Dass Schumi ohne Kostennote abmahnen ließ, macht die Sache nicht wirklich besser. Ein solches Maß an Selbstüberschätzung, gepaart mit fragwürdigen juristischen Hilfskonstruktionen, ist nur noch peinlich.


Gravenreuth: Abmahnung chancenlos

[17.08.2001] Der sonst eher für seine Serienabmahnungen berüchtigte Münchener Rechtsanwalt Günter Freiherr v. Gravenreuth hat sich – nach seinem Engagement in Sachen Karstadt (KaDeWe) ./. "Kaufhaus des Ostens" mal wieder auf die Seite der "Guten" geschlagen und vertritt Stanka und Gierer inzwischen. In einem AdvoGraf vorliegenden Gutachten kommt er zu dem Ergebnis, dass die Abmahnung aus mehreren Gründen chancenlos sei. So verweist Gravenreuth beispielsweise auf die Entscheidungen "familienname.de" (LG Paderborn, AZ: 4 O 228/99) und "spitzname.de" (LG Bremen, AZ: 12 O 428/98), in denen jeweils festgestellt worden ist, dass bei selber Anspruchsgrundlage (hier: Namenrechte) derjenige die besseren Karten hat, der seine Domain zuerst reserviert hat (sog. "first come – first serve").

Zwar könne, so Gravenreuth weiter, auch ein Künstlername als Domain angemeldet werden (vgl. "boris.de", LG München, AZ: 26 O 20103/00), es sei jedoch bislang nicht bekannt, dass der Formel 1-Pilot unter dem Künstlernamen "Micha"auftrete.
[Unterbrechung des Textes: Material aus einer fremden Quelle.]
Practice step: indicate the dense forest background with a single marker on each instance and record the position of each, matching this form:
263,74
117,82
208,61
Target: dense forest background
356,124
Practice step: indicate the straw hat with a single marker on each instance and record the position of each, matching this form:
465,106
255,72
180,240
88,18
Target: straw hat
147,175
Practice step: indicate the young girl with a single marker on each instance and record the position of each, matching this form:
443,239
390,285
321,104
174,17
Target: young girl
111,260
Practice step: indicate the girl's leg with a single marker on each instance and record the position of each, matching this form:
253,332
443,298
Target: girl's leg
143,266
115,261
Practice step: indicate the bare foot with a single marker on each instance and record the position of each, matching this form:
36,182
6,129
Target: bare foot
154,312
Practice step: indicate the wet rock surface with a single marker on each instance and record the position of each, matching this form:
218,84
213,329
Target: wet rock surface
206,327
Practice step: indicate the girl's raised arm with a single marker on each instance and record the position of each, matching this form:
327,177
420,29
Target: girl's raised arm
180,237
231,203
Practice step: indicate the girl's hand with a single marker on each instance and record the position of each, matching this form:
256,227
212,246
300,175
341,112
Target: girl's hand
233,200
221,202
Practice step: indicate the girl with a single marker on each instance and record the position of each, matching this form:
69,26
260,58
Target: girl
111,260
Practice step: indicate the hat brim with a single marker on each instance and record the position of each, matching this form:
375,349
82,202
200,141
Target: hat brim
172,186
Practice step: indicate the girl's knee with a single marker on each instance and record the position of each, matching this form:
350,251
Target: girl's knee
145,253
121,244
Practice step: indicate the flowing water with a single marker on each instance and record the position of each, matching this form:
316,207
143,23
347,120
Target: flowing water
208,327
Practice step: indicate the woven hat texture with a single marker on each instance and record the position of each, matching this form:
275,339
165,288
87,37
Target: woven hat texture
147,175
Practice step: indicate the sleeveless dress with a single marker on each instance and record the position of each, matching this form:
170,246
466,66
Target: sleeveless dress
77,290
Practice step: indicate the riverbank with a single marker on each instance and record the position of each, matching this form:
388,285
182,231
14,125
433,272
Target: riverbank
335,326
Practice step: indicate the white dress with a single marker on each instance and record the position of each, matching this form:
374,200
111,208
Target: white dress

Auch nach dem Kennzeichenrecht, wonach widerstreitende Kennzeichen in ihrer Gesamtheit zu berücksichtigen seien, vermag der Jurist keine Verwechslungsgefahr erkennen. Den angekündigten gerichtlichen Schritten könnten Stanka und Gierer also mit Ruhe entgegensehen, so Gravenreuths Reümee.


Breites Presse-Echo & große Unverständnis

Die Pressemitteilung von AdvoGraf über diese Abmahnung hat zu einem ungewohnt breiten und in der Sache oft auch scharfen Presse-Echo gegen Schumacher und dessen Anwalt Harder geführt. In einer vom Portal T-Online durchgeführten Online-Umfrage sagten 50 Prozent der Teilnehmer, sie verstünden diese Abmahnung nicht; gute 32 Prozent sagten, sie könnten es nicht glauben, was hier passiere. Insgesamt hatten sich an der Umfrage mehr als 41.500 User beteiligt.